TAMI-32. TEMPOROSPATIAL INVASION AND GENETIC EVOLUTION FROM INFRATENTORIAL TO SUPRATENTORIAL COMPARTMENT IN DIFFUSE MIDLINE GLIOMA

Abstract

Abstract Diffuse midline gliomas (DMGs) are very aggressive pediatric brain tumors with dismal prognosis due to therapy-resistant tumor growth and invasion. We performed the first integrated histologic/genomic/proteomic analysis of 21 tumor foci from three pontine DMG cases with supratentorial dissemination. Histone H3.3 K27M was the driver mutation, usually at high variant allele fraction due to recurrent chromosome 1q copy number gain, in combination with germline variants in ATM, FANCM and MYCN genes. Both previously reported and novel recurrent copy number variations and somatic pathogenic mutations in chromatin remodeling, DNA damage response and PI3K/MAPK growth pathways were variably detected, either in multiple or isolated foci.
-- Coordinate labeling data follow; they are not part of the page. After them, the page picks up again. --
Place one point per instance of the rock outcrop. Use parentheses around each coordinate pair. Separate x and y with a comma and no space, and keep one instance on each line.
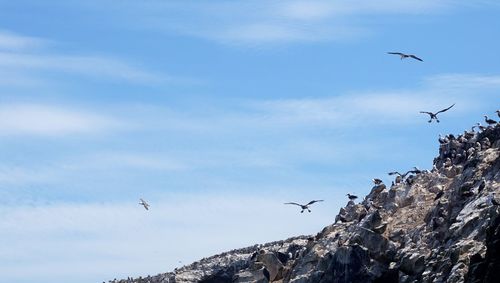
(441,225)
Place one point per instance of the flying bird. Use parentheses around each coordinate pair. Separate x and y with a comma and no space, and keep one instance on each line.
(144,203)
(304,206)
(351,197)
(489,121)
(434,115)
(404,56)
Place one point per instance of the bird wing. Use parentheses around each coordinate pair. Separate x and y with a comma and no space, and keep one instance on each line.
(445,109)
(313,201)
(415,57)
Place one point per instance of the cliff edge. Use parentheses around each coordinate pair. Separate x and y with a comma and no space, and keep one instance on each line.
(441,225)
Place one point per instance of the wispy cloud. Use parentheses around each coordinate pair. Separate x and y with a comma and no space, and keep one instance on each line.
(359,108)
(258,22)
(13,41)
(125,233)
(46,120)
(90,66)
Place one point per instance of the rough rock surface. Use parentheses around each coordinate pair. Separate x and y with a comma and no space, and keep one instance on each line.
(433,226)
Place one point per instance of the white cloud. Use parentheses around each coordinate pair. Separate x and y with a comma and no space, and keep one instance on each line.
(87,241)
(44,120)
(261,22)
(91,66)
(383,107)
(12,41)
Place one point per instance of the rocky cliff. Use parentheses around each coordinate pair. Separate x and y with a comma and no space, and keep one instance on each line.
(440,225)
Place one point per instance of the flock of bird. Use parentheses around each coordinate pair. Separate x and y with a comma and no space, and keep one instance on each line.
(433,116)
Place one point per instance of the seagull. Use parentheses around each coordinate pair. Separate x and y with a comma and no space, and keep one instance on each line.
(434,115)
(304,206)
(489,121)
(480,127)
(439,194)
(490,200)
(482,185)
(404,56)
(351,197)
(445,140)
(144,203)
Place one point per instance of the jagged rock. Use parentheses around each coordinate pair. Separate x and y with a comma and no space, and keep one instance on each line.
(272,264)
(398,235)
Proteomic analysis showed global upregulation of histone H3, lack of K27 tri-methylation, and further impairment of polycomb repressive complex 2 by ASXL1 downregulation. Activation of oncogenic pathways resulted from combined upregulation of N-Myc, SOX2, p65/p50 NF-kB and STAT3 transcription factors, EGFR, FGFR2, PDGFRa/b and MET receptor tyrosine kinases, and downregulation of PHLPP1/2, PTEN and p16/INK4A tumor suppressors. Upregulation of SMAD4, PAI-1, CD44, and c-Src in multiple foci most likely contributed to invasiveness. This integrated comprehensive analysis allowed spatiotemporal modeling of tumor progression and identified two general pathways of supratentorial invasion, and a multitude of migratory subpopulations within the infratentorial compartment. It also delineated common signaling pathways and potential therapeutic targets, revealing an unsuspected activation of a multitude of oncogenic pathways that may explain the resistance of DMG to current therapies.